E invece la piattaforma è stata caricata di altro. Degli 11 punti del documento, 6 riguardano direttamente Israele, Stati Uniti, Venezuela e Cuba, Sumud Flotilla, blocco navale a Gaza, “minacce di invasione” americane, embargo a L’Avana definito “criminale”, rottura delle relazioni con Tel Aviv, embargo armi, controllo dei porti italiani: una piattaforma di politica estera militante, se non delirante, che cita solo le guerre occidentali e tace in modo assoluto sull’aggressione russa all’Ucraina, in corso da oltre 4 anni e con effetti diretti sui prezzi energetici e sui bilanci pubblici. Questa selettività è il marchio di fabbrica dell’anti-occidentalismo: una posizione politica legittima, ma una posizione politica, non una rivendicazione sindacale.

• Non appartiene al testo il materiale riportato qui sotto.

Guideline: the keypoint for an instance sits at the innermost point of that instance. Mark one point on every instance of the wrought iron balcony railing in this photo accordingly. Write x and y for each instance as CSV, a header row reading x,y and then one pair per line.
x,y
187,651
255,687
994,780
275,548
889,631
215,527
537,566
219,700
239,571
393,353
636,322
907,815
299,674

C’è anche un problema giuridico, sul punto Venezuela e Cuba in particolare. La Corte Costituzionale, con la sentenza 290 del 1974, ha sdoganato lo sciopero politico ancorandolo però a una condizione precisa: deve riguardare misure suscettibili di incidere sul lavoro subordinato, o interessi soddisfacibili solo da atti del governo o della legge italiana. Le “minacce statunitensi al Venezuela” e il “blocco a Cuba” non rientrano in quel perimetro: il governo italiano non ne ha competenza. È il punto più fragile, su cui un’eventuale opposizione formale avrebbe appigli.

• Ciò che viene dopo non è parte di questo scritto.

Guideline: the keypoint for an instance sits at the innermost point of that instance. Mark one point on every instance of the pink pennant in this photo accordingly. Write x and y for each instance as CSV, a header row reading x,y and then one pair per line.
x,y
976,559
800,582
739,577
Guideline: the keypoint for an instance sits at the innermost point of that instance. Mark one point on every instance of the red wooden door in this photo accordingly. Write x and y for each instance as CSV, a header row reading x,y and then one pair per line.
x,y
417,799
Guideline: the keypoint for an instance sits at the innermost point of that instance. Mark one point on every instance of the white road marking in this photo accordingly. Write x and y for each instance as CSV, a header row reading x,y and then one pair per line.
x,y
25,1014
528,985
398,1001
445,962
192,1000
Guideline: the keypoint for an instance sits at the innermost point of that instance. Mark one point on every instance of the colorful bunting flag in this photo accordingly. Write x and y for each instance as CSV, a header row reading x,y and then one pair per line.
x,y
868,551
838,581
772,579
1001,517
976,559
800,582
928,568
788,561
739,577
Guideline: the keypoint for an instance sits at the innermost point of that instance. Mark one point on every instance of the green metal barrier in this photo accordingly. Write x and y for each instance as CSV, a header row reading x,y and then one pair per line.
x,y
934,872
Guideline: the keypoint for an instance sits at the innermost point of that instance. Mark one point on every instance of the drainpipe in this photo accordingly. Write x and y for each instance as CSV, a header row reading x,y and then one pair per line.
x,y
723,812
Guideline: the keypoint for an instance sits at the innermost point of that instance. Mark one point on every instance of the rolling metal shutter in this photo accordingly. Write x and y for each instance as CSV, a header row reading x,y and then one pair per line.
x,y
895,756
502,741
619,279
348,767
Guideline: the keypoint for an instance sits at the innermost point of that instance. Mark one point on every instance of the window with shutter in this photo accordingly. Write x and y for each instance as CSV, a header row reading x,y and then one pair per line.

Il danno politico è però più grande di quello giuridico. Caricare una piattaforma sindacale di tesi geopolitiche così connotate produce due effetti immediati: regala al governo l’alibi per liquidare l’intera protesta come “sciopero ideologico”, e allontana i lavoratori che condividono le rivendicazioni salariali ma non quelle internazionali. Il messaggio che arriva è che per scioperare con USB bisogna sottoscrivere un pacchetto chiuso che include la posizione terzomondista anti-occidentale. È una richiesta di adesione politica, non di sostegno sindacale, e svuota la rappresentatività di uno strumento che sull’inflazione e sui salari avrebbe potuto pesare davvero.

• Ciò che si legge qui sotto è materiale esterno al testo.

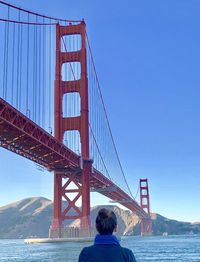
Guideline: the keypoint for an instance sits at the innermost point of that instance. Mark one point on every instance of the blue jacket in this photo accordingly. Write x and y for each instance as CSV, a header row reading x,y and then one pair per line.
x,y
106,248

Esiste un’idea semplice di forza sindacale: si chiama disciplina della rivendicazione. Significa che chi vuole vincere una battaglia la combatte da sola, non la mette in un mazzo. USB ha scelto la strada opposta, e il risultato è uno sciopero che si auto delegittima nel momento stesso in cui viene proclamato. L’inquinamento ideologico anti-occidentale, mascherato da anti-imperialismo, rende grottesca una protesta che sui punti economici avrebbe potuto parlare a tutto il Paese. Per chi crede che salari, pensioni e servizi pubblici vadano difesi sul serio, è un’occasione mancata. Per il governo, è un regalo che non aveva chiesto.